The recent case of Owen v Boroondara City Council (‘Owen v Boroondara CC’) saw the determination of a question of law relating to accrued rights for garden area requirements and to what extent they apply.
In applying section 28(2)(e) of the Interpretation of Legislation Act 1984, the Tribunal adopted a restrictive interpretation of accrued rights and finding that the minimum garden area accrued under an existing planning permit cannot be varied by a subsequent amendment.
The question of accrued rights, as it arises in its various forms, has always been vexed with the Tribunal’s findings varying, depending on the circumstances of individual cases.
Background of Case
On 29 May 2015 the Respondent (permit applicant) was issued a Planning Permit (Permit) for construction of dwellings and subdivision works by Boroondara City Council (Council). The Permit was amended in November 2017 (First Permit Amendment). A further two amendments to the Permit were then lodged. Subsequently, Council issued a Notice of Decision to grant on 5 February 2020 for the third amendment (Third Permit Amendment).

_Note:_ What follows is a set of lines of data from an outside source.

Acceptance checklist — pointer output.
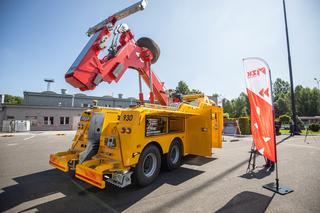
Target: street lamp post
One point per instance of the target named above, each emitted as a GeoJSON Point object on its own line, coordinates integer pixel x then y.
{"type": "Point", "coordinates": [293, 104]}
{"type": "Point", "coordinates": [317, 80]}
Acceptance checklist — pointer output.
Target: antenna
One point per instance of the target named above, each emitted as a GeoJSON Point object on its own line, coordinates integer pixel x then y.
{"type": "Point", "coordinates": [49, 81]}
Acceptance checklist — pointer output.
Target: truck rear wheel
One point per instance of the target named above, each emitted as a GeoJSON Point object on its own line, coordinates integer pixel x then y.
{"type": "Point", "coordinates": [148, 166]}
{"type": "Point", "coordinates": [151, 45]}
{"type": "Point", "coordinates": [174, 156]}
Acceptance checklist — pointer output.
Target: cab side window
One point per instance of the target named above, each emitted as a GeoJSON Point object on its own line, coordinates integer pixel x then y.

On 27 March 2017, Amendment VC110 (VC110) was gazetted. VC110 introduced mandatory minimum garden requirements under clause 32.09-4 of the Boroondara Planning Scheme (Planning Scheme). Pursuant to clause 32.09-4, the Subject Site has a minimum garden area requirement of 35%.
A question of law arose as to the Third Permit Amendment’s requirement to comply with VC110. The First Permit Amendment was lodged before VC110 became enforceable and, as such, was not required to comply with the 35% minimum garden area requirement for the site. The First Permit Amendment had a garden area of 25.25% and the Third Permit Amendment was seeking a further reduction to 21.27%.

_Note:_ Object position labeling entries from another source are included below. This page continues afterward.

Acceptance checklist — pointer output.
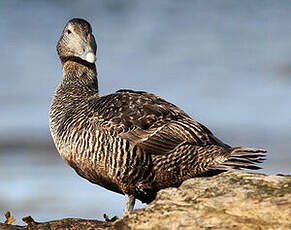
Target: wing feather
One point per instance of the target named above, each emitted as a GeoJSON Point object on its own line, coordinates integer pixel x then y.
{"type": "Point", "coordinates": [148, 121]}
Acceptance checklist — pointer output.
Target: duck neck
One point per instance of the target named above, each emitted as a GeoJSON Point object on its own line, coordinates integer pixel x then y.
{"type": "Point", "coordinates": [79, 77]}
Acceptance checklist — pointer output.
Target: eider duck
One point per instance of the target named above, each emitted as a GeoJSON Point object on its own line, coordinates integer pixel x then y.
{"type": "Point", "coordinates": [130, 142]}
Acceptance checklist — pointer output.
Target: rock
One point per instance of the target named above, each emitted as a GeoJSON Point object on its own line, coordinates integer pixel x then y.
{"type": "Point", "coordinates": [231, 200]}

This question of law was referred to Senior Member Rickards for consideration.
Senior Member Rickards found that the First Permit Amendment and endorsed plans constituted an accrued right with respect to garden area. She found that the minimum garden area under clause 32.09-4 of the Planning Scheme is to apply, subject to the Respondent’s accrued rights.
The second part of this question was determining the scope of the accrued rights. Council argued that the accrued rights extended to include some minor variations, whereas the objector Applicants formed the view that these rights were fixed.
Senior Member Rickards held that:
“An accrued right cannot be varied by an increase or decrease in that right.”
As such, the Tribunal found that the 25.25% of garden area provided in the First Permit Amendment was the minimum garden area to be applied by the accrued right, which could not be reduced to 21.27% as sought be the Third Permit Amendment.
The Council’s decision was set aside.
What Does this Mean for Developers?
In light of this decision, the scope of accrued rights appears limited with respect to garden area requirements.
Whilst accrued rights are applicable in circumstances where a planning permit has already been issued prior to the introduction of minimum garden area requirements into the Planning Scheme by VC110, these rights do not extend to any further variation of garden area as provided for in the approval, establishing the accrued rights.
 (Red Dot)  VCAT 175 (‘Owen v Boroondara CC’).
 Owen v Boroondara CC (n1), Appendix A, 6.
 Owen v Boroondara CC (n1), Appendix A, 28.
 Owen v Boroondara CC (n1), Appendix A, 9.
 Owen v Boroondara CC (n1), Appendix A, 27.